There is nothing we can do to get our single earth to supply the resources the industrial world wants to use to maintain its economic growth and technological progress. Whine, cry, stomp our feet, and pound our fists as we might, nothing is going to supply us with a second earth to use up. That is what it means that the unsustainable will not be sustained. As long as we are foolish enough to think this is a problem that can be fixed we will remain, personally and socially, susceptible to Pied Pipers promising us what we want to hear.
The good news is that the future will not fit in a box; not the economist’s or the ecologist’s, not yours, not mine. It will be fresh and full of surprises. Bleak as things might look at times, that is never the final word.

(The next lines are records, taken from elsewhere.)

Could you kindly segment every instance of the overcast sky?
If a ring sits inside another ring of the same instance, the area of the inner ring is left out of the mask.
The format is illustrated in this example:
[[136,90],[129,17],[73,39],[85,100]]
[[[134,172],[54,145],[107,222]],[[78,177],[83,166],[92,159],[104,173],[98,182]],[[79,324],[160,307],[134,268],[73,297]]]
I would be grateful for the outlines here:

The other good news is that leading a happily meaningful life is usually available to each of us the moment we choose to make it so. As contemplatives we do not wait for the world to be fixed before allowing ourselves to find peace within it. As contemplatives we do not shy away from the hard truths but use them to feed our compassion. What then is there to fear?
This is the Age of Ecology. To walk the path of beauty today necessarily entails embracing some form of Leopold’s land ethic. Serving the land aligns an individual with substantial alternative forces alive in the present moment; the living heart of indigenous cultures everywhere. Serving the land roots one in a value system that reaches far deeper than anything the ephemeral electronic culture can offer. Serving the land teaches one to think like a mountain. I think Milarepa would approve.